I have a strategy that I've been playing with and trying to backtest. It's of questionable practicality at the moment, but the idea is to pick one stock from the Dow 30 companies to trade right near the close and sell the following day, also near the close (I'm using actual closes as a proxy). If there are no suitable options, no trade is made for the day.
Here's a summary of the test trades:
Period: 6/2/2016 to 6/9/2020
Trading days: 1013
Number of trades: 734
Average return per trade: 0.2298%
Trade standard deviation: 2.2826%
From what I've seen, the Sharpe Ratio would typically be calculated something like this in Python:
sharpe = daily_mean_return / daily_std * 252**0.5
In my case, I'm wondering if I should use the average number of days per year rather than 252
for a full year.
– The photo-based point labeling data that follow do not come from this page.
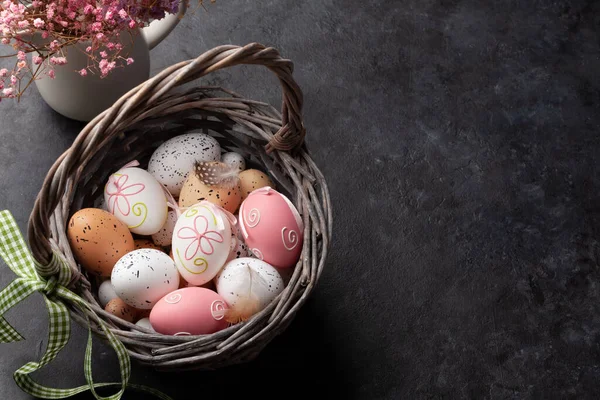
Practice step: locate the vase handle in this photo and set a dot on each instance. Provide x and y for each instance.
(157, 30)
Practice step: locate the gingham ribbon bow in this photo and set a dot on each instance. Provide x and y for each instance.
(15, 253)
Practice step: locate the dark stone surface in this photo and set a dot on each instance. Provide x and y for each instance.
(460, 142)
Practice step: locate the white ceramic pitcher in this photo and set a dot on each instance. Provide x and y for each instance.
(83, 98)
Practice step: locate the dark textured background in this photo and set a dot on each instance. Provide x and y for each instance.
(460, 141)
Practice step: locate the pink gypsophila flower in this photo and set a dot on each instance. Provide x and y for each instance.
(58, 60)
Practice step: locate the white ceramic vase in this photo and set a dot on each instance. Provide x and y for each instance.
(83, 98)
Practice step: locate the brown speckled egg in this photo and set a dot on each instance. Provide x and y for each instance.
(146, 244)
(252, 179)
(119, 308)
(139, 314)
(194, 191)
(98, 239)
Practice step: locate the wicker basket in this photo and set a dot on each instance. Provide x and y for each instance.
(138, 123)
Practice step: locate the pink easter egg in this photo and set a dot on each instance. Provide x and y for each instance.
(272, 227)
(189, 311)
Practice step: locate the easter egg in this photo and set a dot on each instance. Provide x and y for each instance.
(189, 311)
(235, 160)
(252, 179)
(194, 191)
(272, 227)
(172, 161)
(142, 277)
(238, 248)
(106, 292)
(119, 308)
(145, 323)
(98, 239)
(165, 234)
(201, 242)
(137, 199)
(145, 244)
(248, 285)
(142, 313)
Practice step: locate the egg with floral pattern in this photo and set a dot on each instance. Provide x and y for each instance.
(272, 227)
(136, 199)
(201, 242)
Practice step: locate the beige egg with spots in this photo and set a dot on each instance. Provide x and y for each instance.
(119, 308)
(98, 240)
(194, 191)
(252, 179)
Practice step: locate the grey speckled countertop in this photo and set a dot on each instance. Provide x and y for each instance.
(460, 140)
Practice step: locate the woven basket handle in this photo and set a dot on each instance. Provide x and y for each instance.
(292, 132)
(289, 137)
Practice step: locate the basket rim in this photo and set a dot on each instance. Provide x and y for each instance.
(263, 124)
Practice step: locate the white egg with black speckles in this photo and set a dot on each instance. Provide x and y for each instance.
(238, 248)
(235, 160)
(173, 160)
(106, 293)
(145, 323)
(249, 276)
(165, 235)
(142, 277)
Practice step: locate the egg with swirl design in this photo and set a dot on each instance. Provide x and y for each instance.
(272, 227)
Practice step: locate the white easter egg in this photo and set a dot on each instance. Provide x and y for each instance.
(201, 242)
(144, 276)
(136, 199)
(235, 160)
(100, 203)
(246, 277)
(238, 248)
(106, 292)
(164, 236)
(173, 160)
(145, 323)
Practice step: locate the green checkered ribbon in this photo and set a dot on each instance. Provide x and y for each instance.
(15, 253)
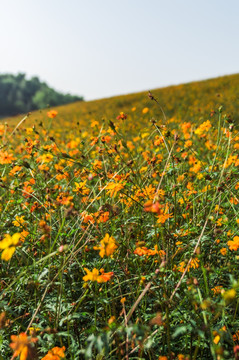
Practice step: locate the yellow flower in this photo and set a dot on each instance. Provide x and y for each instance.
(91, 275)
(114, 188)
(145, 110)
(21, 345)
(19, 221)
(51, 114)
(96, 275)
(204, 127)
(8, 245)
(81, 188)
(107, 246)
(56, 353)
(234, 244)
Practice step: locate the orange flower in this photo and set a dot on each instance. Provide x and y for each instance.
(234, 244)
(107, 246)
(6, 158)
(56, 353)
(51, 114)
(114, 188)
(94, 275)
(22, 345)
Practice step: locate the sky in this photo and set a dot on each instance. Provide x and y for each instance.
(102, 48)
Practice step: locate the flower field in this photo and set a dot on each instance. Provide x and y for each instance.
(119, 227)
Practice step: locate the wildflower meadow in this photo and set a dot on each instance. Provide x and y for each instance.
(119, 227)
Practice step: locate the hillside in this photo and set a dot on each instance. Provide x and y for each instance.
(119, 227)
(186, 102)
(19, 95)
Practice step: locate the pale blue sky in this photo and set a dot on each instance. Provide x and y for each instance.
(101, 48)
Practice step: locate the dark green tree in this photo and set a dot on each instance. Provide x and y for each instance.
(19, 95)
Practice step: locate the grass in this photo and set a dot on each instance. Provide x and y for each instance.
(122, 222)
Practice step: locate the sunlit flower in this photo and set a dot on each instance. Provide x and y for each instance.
(19, 221)
(52, 113)
(80, 188)
(145, 110)
(234, 244)
(113, 188)
(96, 275)
(107, 246)
(56, 353)
(22, 345)
(8, 245)
(121, 116)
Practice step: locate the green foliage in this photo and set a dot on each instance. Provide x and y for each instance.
(19, 95)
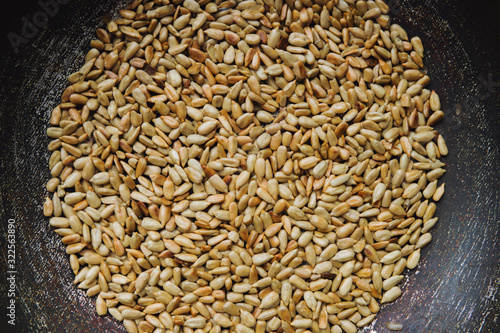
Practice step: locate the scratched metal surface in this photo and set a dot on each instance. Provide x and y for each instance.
(455, 288)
So it would look something like:
trading_days = 1013
n_trades = 734
trade_mean = 0.002298
trade_std = 0.022826
annual_trades = n_trades / (trading_days / 252)
sharpe = trade_mean / trade_std * annual_trades**0.5 # 1.360
daily_sharpe = trade_mean / trade_std * 252**0.5 # 1.598
So calculating using only the trades actually made yields 1.360
and calculating based on 252
days yields 1.598
. Which of these is really getting to the essence of the ratio?